Tabby's star, popularly called the "Alien Megastructure" star and known for its bizarre fluctuating light, has dimmed again, this time by up to 10 percent. This dip is one of the most dramatic drops in light ever observed from this celestial object.
The last record dip in brightness was identified by the Kepler Space Telescope in 2011, reports Science Alert (SA). This dimming episode started on March 16, according to Tabetha Boyajian, the Louisiana State University astrophysicist who discovered the star. The dimming then returned to normal in the following days, she reported.
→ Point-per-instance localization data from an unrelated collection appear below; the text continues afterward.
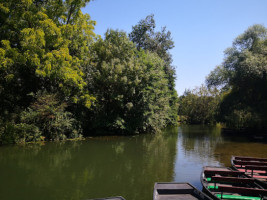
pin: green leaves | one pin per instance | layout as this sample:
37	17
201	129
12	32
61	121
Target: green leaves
243	76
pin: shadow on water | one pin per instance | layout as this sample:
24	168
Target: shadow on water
95	167
112	166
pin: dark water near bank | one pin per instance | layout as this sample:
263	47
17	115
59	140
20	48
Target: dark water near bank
112	166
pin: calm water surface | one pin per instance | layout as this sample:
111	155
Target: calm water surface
112	166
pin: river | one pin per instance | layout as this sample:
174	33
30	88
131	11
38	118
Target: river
117	165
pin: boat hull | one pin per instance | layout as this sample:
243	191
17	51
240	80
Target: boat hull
177	191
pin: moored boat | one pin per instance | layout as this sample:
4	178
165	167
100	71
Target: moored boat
252	167
110	198
225	183
177	191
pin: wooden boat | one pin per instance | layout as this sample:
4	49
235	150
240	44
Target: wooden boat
177	191
110	198
252	167
225	183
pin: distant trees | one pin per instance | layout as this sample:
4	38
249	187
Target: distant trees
243	80
130	87
199	106
58	79
147	38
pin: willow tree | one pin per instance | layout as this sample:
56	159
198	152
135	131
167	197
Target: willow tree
145	37
130	87
242	76
43	46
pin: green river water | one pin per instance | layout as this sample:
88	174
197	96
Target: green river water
117	165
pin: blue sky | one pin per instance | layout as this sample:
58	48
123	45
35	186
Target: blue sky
201	29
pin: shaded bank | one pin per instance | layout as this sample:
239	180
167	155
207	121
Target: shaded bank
95	167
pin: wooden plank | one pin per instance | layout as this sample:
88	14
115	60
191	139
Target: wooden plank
224	173
232	179
250	158
256	167
177	197
239	162
242	190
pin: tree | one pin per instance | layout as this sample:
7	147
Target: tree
42	46
130	87
160	42
199	106
243	75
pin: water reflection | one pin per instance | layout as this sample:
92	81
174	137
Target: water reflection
111	166
96	167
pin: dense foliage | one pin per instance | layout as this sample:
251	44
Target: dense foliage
58	79
199	106
243	81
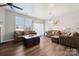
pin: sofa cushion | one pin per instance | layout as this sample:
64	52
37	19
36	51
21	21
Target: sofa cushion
76	34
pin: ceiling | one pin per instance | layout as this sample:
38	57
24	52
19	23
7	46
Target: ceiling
44	10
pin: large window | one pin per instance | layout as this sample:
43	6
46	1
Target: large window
23	24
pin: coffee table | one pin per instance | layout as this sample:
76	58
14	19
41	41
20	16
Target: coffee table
30	41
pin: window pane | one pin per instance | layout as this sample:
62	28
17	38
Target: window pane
28	24
19	23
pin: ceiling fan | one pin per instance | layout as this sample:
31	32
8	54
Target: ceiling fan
11	6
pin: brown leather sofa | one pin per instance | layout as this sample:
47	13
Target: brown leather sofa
19	34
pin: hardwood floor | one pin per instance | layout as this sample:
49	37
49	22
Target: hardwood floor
45	48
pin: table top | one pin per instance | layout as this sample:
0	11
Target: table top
29	36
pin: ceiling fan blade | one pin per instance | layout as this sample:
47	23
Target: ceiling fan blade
17	7
3	5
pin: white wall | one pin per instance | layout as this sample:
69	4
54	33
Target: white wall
7	19
67	20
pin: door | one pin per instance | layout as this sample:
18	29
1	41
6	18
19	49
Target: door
39	28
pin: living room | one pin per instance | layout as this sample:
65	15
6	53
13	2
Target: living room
54	23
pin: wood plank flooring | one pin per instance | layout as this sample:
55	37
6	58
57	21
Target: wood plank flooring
45	48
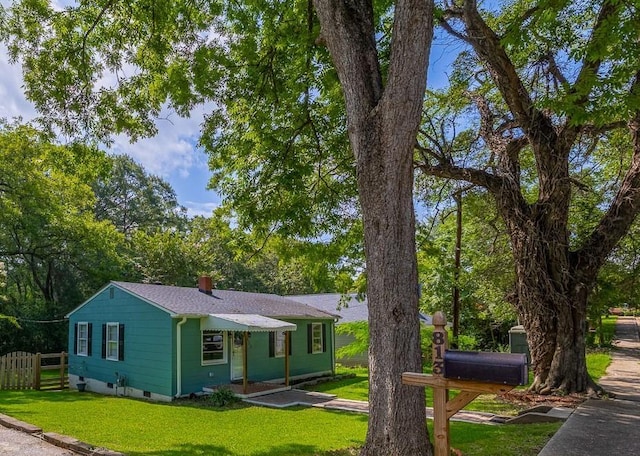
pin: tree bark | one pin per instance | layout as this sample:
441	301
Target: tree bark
383	121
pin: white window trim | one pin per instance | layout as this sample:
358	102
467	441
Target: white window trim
86	338
116	341
211	362
282	336
313	338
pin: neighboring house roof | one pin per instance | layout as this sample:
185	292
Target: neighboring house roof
350	310
187	301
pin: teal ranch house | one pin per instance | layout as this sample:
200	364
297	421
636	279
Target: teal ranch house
164	342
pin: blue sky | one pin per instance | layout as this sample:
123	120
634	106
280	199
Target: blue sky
173	154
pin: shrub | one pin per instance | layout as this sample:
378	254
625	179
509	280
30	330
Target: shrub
222	397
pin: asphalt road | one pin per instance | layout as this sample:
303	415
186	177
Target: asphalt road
21	444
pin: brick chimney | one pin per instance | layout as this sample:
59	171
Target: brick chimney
205	284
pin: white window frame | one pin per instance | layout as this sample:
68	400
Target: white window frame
209	362
111	343
279	344
85	339
316	338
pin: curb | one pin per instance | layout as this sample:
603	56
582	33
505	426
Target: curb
62	441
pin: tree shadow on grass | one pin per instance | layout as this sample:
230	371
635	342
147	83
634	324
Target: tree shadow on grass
292	449
29	396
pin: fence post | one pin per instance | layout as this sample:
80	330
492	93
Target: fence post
38	371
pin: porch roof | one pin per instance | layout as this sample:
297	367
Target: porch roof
244	322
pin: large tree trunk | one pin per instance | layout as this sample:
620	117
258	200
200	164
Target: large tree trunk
383	122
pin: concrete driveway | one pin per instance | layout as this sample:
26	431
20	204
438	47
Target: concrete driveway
21	444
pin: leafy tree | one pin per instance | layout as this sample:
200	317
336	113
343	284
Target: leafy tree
274	123
486	273
544	91
133	200
53	250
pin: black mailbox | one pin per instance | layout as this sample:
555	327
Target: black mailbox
505	368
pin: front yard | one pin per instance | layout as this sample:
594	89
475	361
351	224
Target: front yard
145	428
188	428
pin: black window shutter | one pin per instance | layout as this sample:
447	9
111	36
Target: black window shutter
75	338
324	337
104	340
272	344
121	342
89	338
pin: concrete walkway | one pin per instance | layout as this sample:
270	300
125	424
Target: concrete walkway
328	401
602	427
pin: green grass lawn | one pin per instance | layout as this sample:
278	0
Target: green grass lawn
145	428
188	428
139	427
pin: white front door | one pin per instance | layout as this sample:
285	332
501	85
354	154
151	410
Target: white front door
237	356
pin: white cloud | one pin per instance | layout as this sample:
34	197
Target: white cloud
172	154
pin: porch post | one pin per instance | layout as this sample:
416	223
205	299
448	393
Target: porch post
287	341
245	344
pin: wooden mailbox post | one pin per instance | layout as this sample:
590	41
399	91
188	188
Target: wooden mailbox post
443	408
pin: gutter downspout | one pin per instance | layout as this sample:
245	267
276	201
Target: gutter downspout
179	356
333	347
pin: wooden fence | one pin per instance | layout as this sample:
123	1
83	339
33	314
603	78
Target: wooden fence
22	370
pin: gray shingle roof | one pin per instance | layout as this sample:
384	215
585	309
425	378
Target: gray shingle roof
191	301
354	310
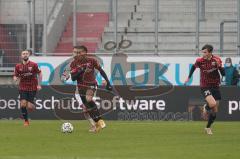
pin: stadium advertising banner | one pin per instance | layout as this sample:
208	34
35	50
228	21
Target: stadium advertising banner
124	103
124	69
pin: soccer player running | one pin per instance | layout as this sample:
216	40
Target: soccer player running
210	66
83	71
29	77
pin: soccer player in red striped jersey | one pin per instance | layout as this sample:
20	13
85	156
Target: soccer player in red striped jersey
83	71
29	77
210	69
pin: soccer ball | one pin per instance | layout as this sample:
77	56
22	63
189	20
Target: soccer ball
67	128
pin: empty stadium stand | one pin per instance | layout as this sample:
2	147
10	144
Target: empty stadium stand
176	26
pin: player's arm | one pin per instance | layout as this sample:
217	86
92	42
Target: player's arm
104	75
77	72
16	74
39	77
193	68
219	64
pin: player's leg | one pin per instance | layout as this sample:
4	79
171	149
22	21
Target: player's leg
30	100
23	105
94	112
213	103
85	113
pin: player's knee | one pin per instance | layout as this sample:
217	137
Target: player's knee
23	103
89	98
212	104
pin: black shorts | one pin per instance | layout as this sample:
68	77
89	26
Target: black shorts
28	95
83	91
214	91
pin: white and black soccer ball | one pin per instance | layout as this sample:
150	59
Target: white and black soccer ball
67	128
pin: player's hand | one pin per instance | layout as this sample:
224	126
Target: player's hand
15	79
109	87
39	87
104	83
186	81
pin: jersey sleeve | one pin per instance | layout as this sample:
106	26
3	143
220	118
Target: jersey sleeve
36	68
197	63
219	61
73	67
96	64
16	71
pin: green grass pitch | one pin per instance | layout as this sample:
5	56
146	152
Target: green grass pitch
120	140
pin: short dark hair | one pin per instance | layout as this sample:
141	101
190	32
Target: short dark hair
82	47
208	47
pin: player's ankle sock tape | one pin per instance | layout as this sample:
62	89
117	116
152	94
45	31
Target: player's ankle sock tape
207	107
94	113
212	116
24	113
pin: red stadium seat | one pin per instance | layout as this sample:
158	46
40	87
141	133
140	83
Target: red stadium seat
89	26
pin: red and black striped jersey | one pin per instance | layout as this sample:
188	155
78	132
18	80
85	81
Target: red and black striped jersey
209	74
27	73
88	77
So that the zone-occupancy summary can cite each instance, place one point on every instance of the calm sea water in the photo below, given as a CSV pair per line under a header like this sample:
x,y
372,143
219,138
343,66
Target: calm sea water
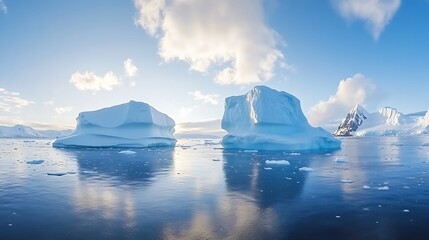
x,y
199,191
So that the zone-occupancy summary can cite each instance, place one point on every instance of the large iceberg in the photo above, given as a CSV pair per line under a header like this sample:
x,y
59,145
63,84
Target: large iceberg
x,y
133,124
387,121
266,119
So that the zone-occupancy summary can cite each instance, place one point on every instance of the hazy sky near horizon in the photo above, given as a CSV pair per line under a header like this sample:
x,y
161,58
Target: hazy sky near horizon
x,y
59,57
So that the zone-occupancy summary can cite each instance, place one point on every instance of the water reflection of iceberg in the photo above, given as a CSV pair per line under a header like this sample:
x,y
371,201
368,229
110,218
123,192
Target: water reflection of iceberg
x,y
130,169
248,173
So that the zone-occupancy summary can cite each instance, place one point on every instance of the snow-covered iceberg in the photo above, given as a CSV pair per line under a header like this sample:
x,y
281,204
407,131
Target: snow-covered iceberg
x,y
266,119
387,121
133,124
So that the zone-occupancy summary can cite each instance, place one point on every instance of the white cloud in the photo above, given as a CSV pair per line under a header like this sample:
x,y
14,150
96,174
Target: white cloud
x,y
129,68
351,91
61,110
228,35
376,13
90,81
205,98
3,7
11,101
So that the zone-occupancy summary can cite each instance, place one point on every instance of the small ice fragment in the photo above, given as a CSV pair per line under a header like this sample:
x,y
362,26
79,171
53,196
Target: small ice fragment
x,y
128,152
340,160
250,151
57,174
35,162
306,169
277,162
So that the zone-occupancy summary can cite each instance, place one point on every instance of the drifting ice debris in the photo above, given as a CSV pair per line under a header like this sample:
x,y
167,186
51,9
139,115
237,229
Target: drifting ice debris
x,y
266,119
127,152
340,160
35,162
306,169
57,174
277,162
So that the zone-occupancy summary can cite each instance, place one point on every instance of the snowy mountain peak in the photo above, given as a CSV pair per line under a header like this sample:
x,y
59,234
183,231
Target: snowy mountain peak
x,y
353,120
393,117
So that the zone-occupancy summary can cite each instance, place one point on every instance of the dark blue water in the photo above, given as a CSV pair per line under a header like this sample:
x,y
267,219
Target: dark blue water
x,y
182,193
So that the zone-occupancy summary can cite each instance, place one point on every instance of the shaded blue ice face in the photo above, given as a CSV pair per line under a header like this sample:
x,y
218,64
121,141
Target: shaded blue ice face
x,y
370,189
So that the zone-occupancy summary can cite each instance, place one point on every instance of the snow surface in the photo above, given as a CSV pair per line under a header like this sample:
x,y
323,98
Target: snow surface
x,y
386,122
306,169
22,131
132,124
266,119
277,162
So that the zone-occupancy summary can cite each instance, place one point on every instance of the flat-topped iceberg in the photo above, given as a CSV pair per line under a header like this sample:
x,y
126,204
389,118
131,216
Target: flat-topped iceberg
x,y
133,124
266,119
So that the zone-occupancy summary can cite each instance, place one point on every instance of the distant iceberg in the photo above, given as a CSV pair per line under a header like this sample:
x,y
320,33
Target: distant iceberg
x,y
386,122
133,124
265,119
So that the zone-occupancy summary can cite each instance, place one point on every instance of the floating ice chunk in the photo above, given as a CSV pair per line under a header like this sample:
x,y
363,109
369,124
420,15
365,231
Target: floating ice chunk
x,y
306,169
59,174
127,152
35,162
250,151
277,162
266,119
340,160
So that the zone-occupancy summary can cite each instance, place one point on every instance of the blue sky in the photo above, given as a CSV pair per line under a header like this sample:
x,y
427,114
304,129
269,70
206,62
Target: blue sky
x,y
59,58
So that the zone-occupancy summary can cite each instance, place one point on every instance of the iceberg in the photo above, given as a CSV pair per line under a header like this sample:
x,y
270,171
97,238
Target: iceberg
x,y
387,121
129,125
266,119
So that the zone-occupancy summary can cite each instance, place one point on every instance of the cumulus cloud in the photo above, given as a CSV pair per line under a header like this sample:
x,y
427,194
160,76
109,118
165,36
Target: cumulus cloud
x,y
229,36
205,98
61,110
376,13
11,101
351,91
3,7
129,68
90,81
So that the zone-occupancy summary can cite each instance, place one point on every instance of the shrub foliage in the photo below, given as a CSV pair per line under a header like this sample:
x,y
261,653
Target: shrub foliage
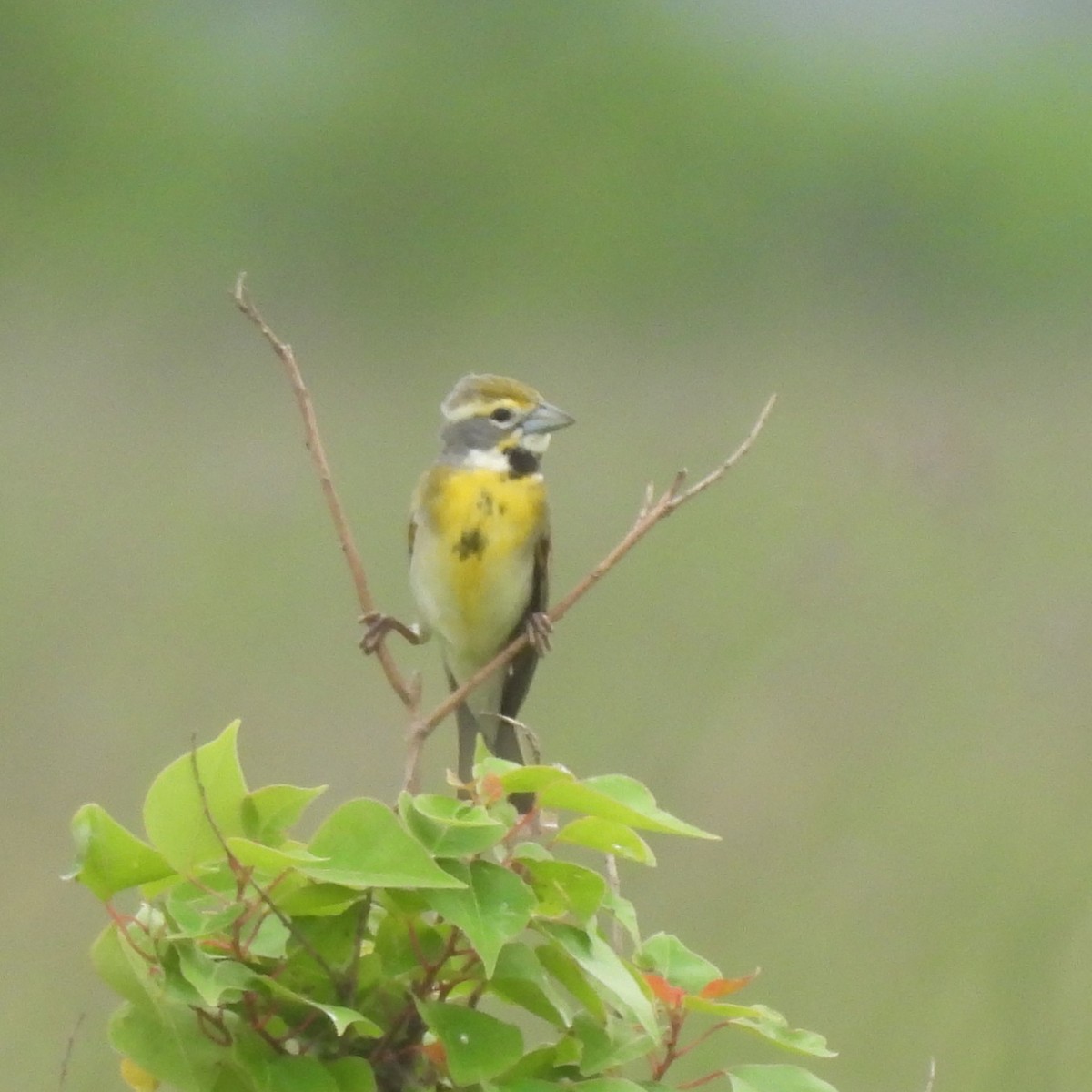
x,y
443,944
Then the star started to dim again on March 26, which she wrote about in the observation blog she maintains. "Today we have some very big news - data taken at TFN last night show the flux is down 5 percent," Boyajian wrote. "This drop has now been confirmed by AAVSO observer John Hall. Looks like we beat the record set just last week on the deepest dip observed since Kepler!"
Tabby's star is located 1,280 light years away, so researchers are yet to identify what this actually means or even why the star is sporadically dimming and getting brighter. This does not seem to match up with a planetary pass-by. According to the SA report, when a planet crosses a star, the dip in light is normally one percent or less. This is the how exoplanets are found – when there is a dip in light from stars at regular intervals.
In fact, this is the main function of Kepler. So when Kepler first found Tabby's star, the dimming was not just irregular in terms of intervals between each dip, the intensity of the dimming was also inconsistent. In a Kepler observation in 2011, the report notes that the drop in brightness was as much as 22 percent. Last year, there were several dimming events as well.
While a dimming star is strange enough, the Tabby's star has also gone through extended periods of brightening in the past. That is what makes the alien megastrcture star so perplexing.
Several theories have been put forward to explain this strange behaviour, including a massive alien body hovering in front of the star, massive dust clouds blocking the view from Earth, small planets with a wobbly orbit, massive planet with rings like Saturn as well as a star swallowing a planet. None of them seem to fully explain this mysterious star.
So far, dust is the leading explanation, according to a January report by Space.com. However, if it really is a dust cloud, it would have to be massive, and dense, as blocking 22 percent of a star's light is no easy task.